The Aesthetically Developed Nighttime Encounter
in 37th Warsaw International Film Festival
by Jan Storø
In his latest feature, the Turkish director Umut Evirgen invites us to a night in Istanbul. On the pavement outside a restaurant doubling as an entertainment venue, a woman of 24 and a man of 54 suddenly find themselves in an unplanned situation, while having a cigarette. Without knowing each other, they start talking, and seconds later they are off – on a motorbike – after dark in the big city. Meeting Point (Kimya, 2021) tells the story of the few hours they spent together on that specific night.
The young atheist and the middle-aged muslim do not have any obvious reason to set out on this adventure together: this we sense from the very beginning. They seem to lead very different lives, as their appearances reveal. She is stylishly dressed, wearing heavy make-up, piercings, and many rings on her fingers. He, on the contrary, is conservatively dressed, as any businessman is.

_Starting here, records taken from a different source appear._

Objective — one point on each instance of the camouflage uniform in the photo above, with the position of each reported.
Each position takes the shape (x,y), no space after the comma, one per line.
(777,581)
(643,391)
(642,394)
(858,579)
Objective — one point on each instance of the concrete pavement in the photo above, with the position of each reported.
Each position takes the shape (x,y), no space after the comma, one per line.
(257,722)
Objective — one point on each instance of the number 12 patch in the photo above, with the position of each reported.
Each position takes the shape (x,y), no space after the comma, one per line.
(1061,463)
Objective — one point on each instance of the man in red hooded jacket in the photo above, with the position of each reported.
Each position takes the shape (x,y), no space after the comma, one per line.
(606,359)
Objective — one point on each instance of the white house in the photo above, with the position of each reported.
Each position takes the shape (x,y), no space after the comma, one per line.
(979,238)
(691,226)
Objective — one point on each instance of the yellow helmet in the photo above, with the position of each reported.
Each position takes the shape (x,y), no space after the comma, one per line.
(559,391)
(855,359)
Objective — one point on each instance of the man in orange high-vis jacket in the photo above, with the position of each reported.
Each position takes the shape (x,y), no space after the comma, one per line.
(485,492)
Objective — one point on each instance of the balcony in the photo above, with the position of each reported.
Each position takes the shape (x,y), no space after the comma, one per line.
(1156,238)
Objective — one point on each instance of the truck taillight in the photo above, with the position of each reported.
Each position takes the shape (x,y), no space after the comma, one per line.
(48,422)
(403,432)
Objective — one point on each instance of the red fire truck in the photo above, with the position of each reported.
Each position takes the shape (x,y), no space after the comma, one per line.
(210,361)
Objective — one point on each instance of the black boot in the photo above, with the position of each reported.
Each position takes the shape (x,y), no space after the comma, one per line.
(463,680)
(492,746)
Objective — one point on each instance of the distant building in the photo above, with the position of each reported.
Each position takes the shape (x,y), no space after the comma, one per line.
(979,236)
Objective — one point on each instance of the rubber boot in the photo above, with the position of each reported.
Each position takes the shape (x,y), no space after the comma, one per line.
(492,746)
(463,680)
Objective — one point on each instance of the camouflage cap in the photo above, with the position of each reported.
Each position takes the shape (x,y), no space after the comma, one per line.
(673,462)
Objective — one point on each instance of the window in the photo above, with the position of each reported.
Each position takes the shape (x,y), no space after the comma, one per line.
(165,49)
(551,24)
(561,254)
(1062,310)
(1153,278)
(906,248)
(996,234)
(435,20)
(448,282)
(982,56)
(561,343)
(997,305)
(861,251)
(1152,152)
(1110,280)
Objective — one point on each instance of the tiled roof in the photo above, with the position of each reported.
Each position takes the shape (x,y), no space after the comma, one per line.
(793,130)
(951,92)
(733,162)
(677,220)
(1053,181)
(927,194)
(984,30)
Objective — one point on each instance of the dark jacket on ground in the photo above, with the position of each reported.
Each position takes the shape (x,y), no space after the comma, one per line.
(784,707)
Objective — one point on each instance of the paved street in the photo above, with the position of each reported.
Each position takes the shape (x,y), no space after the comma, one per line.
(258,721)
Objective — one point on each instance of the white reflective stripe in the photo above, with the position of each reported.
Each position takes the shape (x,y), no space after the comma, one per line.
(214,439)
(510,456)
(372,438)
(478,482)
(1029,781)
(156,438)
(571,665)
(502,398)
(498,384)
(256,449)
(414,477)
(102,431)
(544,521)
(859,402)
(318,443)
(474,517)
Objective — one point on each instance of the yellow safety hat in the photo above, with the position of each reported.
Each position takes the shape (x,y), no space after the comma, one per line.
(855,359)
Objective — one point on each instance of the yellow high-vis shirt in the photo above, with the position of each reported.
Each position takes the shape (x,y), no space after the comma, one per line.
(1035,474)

Meeting Point has a stunning visual style. Both the cinematography, the sound and the music work together creating an experience for the senses. The strongest single element is Veli Kuzlu’s cinematography. Kuzlu uses “all” the tools in the toolbox and manages to create an esthetical universe that suits the story. Evirgen’s script handles many small details in an elegant way and ties all loose ends together in the last part. Naim Kanat’s editing is also very important for the end result.
A film that scores high on visuality should carefully be reviewed also when it comes to content. There is always a danger for visually oriented film makers to “fall in love” with their own aesthetic representations. In Meeting Point, this tendency is also visible in some scenes. One example is a music scene where we see and hear the band (with a focus and the saxophone player) in a nightclub, when our protagonists arrive. The scene is beautifully photographed, the music is good, and this type of scene contributes well to the story. But it is too long. This two-three minutes (my humble guess) scene feels more like a music video, de-attached from the main story. Cut down to twenty or thirty seconds, it would strengthen both the tempo and content of the story told in the film. There are other examples of this “love of aesthetics”, but luckily, they don’t dominate the film.
Another discussion of content calls on the film’s ideas. Meeting Point presents several topics for reflection during the story. We meet the active and self-determined woman, trans-gender people are portrayed with a warm smile (in the night-club scene). And the middle-aged man is portrayed as a person who has lost an element of inner energy. These characters are interesting.
The film also implicitly discusses the young person’s willingness to take risk versus the older person’s tendency to seek safe solutions. The latter is, unsurprisingly, challenged during the events we witness.
The female protagonist presents a one-liner that will live in the future, something like: “I have watched every film that has ever been made, and I can tell you; that does not exist!”
The idea of bringing people from very different backgrounds together in a film is not new. Rather, this dramaturgic grip has been explored many times before. Therefore, it is interesting to reflect on whether Evirgen presents enough freshness for us to spend one and a half hour in the cinema.
Discussing this, it is tempting to compare some of the choices behind Meeting Point with another film that also tells the story of an encounter between two strangers, and what happens the next few hours after they meet.
Richard Linklater’s Before Sunrise (1995) tells a story that unfolds in Vienna during one night. The movie stars Ethan Hawke and Julie Delpy, playing two young people travelling from Budapest to Vienna by train. They start talking, and the conversation lasts for the next twenty-four hours.
Evirgen’s image-driven film is very different from Linklater’s dialogue-driven film. But also, the actual contents differ remarkably. Linklater wants us to ask ourselves if his story actually is the start of a real love story. Evirgen is not close to this. His project seems to be visualizing how people in the modern world may encounter and possibly get a glimpse, lasting only a few seconds, into each other’s souls. Meeting Point is, as the title suggests, about a meeting. But it is also about loneliness.
The third film made by Umut Evirgen is very well made. But the craftsmanship of filmmaking needs to be put into motion, to deliver us extraordinary experiences. For some people, Meeting Point will probably remain an aesthetic exercise with little content. For others, it offers more, among them some observations on gender roles, sexuality, and the loneliness of our souls.
I suggest that its audience should look for the latter of these options.